Friday, June 7, 2019

The Fountain of Tears

  Our first day in Israel, we had the opportunity to visit the Fountain of Tears in Arad.  While we approached the humble looking building from the dusty parking lot, I had no idea how moving this experience would be.  Inside the tented building, was the Fountain of Tears: a “Sculptured dialogue of suffering between the Holocaust and the Crucifixion” created by artist Rick Wienecke, who has now  created and opened to the public a second Fountain of Tears in Poland, just outside the Death Gate of Auschwitz.  You can watch the same explanation we saw here: https://fountainoftears.org/
 In the Fountain of Tears, there are several frames with bronze figures with shaved heads in striped prisoner garb in the foreground, and a depiction of Christ languishing on the cross behind them. Pillars of rocks separate each scene, with rivulets of water streaming down, signifying the tears of the Father. There is a visual identification between Christ, writhing with pain upon the cross, and the Holocaust victims, as Jesus' head is shorn, and the number 1534 is tattooed upon his forearm, just as all prisoners of Auschwitz were tattooed with a number.
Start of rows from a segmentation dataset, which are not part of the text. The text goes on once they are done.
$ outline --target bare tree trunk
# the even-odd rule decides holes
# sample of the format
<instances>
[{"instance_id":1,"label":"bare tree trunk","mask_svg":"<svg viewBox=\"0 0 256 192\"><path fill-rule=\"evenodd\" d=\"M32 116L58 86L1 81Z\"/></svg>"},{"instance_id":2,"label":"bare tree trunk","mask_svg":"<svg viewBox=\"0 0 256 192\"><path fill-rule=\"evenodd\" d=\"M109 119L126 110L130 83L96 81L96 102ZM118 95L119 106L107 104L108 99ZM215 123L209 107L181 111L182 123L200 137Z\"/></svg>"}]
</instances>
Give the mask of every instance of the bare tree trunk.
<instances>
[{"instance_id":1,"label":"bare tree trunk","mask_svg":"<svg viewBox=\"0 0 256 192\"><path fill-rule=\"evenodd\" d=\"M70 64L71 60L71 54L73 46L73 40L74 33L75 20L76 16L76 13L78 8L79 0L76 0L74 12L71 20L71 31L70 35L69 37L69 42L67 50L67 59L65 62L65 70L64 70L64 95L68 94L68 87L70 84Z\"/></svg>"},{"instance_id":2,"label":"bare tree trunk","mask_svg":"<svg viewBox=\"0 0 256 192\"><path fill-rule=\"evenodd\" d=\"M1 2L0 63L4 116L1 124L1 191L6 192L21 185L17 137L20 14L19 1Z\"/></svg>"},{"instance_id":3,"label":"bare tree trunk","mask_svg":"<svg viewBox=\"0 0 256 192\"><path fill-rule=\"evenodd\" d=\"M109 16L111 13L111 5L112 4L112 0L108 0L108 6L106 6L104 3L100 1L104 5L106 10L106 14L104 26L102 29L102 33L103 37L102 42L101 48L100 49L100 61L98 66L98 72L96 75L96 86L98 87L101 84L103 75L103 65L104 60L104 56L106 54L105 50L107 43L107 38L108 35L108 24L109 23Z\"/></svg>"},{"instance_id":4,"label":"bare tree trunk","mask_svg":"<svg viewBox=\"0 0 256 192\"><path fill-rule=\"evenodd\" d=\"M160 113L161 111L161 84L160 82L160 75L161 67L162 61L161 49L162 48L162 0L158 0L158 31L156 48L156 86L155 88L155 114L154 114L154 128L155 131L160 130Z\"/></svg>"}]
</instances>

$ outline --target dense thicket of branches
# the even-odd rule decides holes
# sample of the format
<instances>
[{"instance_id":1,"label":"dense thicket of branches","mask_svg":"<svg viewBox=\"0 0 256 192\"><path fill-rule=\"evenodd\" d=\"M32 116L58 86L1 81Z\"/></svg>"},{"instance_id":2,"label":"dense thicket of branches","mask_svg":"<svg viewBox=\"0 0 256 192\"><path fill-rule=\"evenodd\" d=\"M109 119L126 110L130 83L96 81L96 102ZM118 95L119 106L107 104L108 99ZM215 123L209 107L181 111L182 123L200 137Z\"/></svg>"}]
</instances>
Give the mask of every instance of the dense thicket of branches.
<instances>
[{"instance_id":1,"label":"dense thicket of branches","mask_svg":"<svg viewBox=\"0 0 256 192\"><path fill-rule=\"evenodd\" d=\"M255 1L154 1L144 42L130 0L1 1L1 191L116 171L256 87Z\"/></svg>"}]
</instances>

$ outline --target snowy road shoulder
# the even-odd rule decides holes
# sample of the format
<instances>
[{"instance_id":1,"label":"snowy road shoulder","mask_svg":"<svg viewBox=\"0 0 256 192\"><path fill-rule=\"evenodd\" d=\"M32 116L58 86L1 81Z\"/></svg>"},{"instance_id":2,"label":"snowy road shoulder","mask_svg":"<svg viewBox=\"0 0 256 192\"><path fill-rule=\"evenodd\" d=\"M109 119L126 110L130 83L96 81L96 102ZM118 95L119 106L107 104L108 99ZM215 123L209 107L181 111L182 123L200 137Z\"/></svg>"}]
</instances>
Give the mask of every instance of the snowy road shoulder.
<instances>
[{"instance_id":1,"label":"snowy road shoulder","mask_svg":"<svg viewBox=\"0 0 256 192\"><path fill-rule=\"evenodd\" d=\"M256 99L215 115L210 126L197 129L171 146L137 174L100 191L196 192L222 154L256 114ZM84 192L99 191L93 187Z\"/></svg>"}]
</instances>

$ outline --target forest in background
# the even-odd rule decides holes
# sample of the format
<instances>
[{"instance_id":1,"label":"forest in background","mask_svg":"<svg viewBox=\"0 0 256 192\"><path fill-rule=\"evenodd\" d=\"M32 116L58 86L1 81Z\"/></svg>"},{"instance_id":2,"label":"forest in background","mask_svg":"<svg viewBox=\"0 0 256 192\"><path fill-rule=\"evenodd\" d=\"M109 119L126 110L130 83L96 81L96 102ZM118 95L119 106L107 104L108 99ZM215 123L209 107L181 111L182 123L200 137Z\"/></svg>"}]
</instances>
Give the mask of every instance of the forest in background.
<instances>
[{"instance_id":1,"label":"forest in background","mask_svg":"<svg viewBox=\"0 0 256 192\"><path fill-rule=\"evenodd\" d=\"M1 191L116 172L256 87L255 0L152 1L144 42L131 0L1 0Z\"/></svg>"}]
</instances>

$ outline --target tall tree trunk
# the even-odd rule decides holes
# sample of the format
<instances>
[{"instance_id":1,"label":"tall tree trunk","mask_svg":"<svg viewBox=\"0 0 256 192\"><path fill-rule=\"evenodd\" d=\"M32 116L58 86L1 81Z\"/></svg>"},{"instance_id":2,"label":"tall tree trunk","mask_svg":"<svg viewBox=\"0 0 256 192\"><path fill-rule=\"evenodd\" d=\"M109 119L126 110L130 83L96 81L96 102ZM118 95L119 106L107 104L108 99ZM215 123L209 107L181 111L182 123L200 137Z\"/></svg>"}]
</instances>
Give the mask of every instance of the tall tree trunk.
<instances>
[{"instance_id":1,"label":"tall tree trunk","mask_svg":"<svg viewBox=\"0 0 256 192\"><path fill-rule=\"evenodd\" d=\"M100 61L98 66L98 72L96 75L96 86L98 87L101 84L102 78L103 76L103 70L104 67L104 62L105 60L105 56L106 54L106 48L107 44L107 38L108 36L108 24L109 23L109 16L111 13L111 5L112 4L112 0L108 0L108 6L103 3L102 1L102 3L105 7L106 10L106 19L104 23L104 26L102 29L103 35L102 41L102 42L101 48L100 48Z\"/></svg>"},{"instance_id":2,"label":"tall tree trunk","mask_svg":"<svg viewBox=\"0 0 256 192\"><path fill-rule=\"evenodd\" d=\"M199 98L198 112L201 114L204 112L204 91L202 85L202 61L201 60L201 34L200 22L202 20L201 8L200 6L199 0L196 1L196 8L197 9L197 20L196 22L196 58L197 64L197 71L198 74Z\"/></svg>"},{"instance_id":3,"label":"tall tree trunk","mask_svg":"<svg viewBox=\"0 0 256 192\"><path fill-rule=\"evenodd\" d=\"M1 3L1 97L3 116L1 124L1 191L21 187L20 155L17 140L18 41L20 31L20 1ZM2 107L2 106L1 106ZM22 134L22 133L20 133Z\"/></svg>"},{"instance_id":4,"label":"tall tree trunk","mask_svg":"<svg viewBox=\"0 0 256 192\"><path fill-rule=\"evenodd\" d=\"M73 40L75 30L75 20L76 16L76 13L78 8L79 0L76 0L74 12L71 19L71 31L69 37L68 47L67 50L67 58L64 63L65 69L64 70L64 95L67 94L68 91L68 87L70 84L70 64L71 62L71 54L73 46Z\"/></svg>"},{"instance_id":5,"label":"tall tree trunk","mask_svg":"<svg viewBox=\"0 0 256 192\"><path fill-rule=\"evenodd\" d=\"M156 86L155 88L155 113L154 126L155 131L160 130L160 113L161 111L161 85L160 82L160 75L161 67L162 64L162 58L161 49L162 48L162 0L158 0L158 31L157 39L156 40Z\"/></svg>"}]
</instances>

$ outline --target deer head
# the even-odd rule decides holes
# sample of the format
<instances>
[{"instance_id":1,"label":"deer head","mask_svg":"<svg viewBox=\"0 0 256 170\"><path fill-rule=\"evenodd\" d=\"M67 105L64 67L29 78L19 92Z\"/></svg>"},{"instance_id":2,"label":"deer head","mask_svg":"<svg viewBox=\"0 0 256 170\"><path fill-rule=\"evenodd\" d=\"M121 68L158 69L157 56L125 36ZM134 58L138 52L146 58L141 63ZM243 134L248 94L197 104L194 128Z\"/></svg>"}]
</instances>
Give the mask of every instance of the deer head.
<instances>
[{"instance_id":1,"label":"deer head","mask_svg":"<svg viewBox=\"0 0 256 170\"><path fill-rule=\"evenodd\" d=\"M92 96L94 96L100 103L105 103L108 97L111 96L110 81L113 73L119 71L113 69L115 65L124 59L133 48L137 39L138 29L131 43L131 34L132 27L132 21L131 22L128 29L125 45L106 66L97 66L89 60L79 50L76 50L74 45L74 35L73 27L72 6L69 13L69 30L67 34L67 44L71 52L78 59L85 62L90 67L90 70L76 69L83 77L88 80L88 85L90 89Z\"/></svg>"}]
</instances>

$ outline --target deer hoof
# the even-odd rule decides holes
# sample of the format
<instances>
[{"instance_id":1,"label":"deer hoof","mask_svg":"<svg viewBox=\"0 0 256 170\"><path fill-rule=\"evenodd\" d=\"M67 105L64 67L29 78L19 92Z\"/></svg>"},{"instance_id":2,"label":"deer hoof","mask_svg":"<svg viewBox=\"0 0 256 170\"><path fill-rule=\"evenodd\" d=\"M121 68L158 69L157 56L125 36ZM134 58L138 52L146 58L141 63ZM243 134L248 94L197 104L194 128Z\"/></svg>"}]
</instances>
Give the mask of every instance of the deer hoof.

Mark 15:34 is the cry from Scripture, "My God, my God, why have You forsaken me?"  It is this very cry that haunts the Sondercommando who recorded these tragic events in his memoir.  Sondercommandos were Jewish prisoners who were forced, on threat of their own deaths, to aid with the poisoning and disposal of gas chamber victims during the Holocaust.  They lied to the prisoners to prevent revolt, reassuring them that they would be fed after they had taken their showers.  Once up to 2,500 people were sealed inside the chamber, the poison gas took nearly 20 minutes to bring death.  The screams of agony of the first ten minutes are seared upon his consciousness.  Psalm 22: "My God, My God, why hast Thou forsaken me?" was the loudest and most frequent cry.
 When the artist, Rick Wienecke, first began the sculpture, he said "I had a sense that this was not just a piece of art that we were about to do, but it was actually an intercession."  The viewers of this work are often deeply moved, and many healing tears by both Jew and Gentile have been shed here.  Putting the crucifixion and holocaust together has been a complete reframing of the crucifixion for the Jewish audience.  I was saddened to realize that the Jews look often at the image of the crucifixion of Jesus from their collective memory as being the most negative image ever, because the persecution toward them in Europe was often propagated by the church, and under the banner of them deserving punishment for being the "Christ killers." How ironic to lash out against the "Christ-killers" while failing to recognize that very lashing out as part of the reason why Christ had to come to die. The undeniable history of Christians being involved in Anti-Semitism through the ages is tragic, and compels me to be involved in the many opportunities for the prayerful work of blessing God's people Israel and doing the work of reconciliation.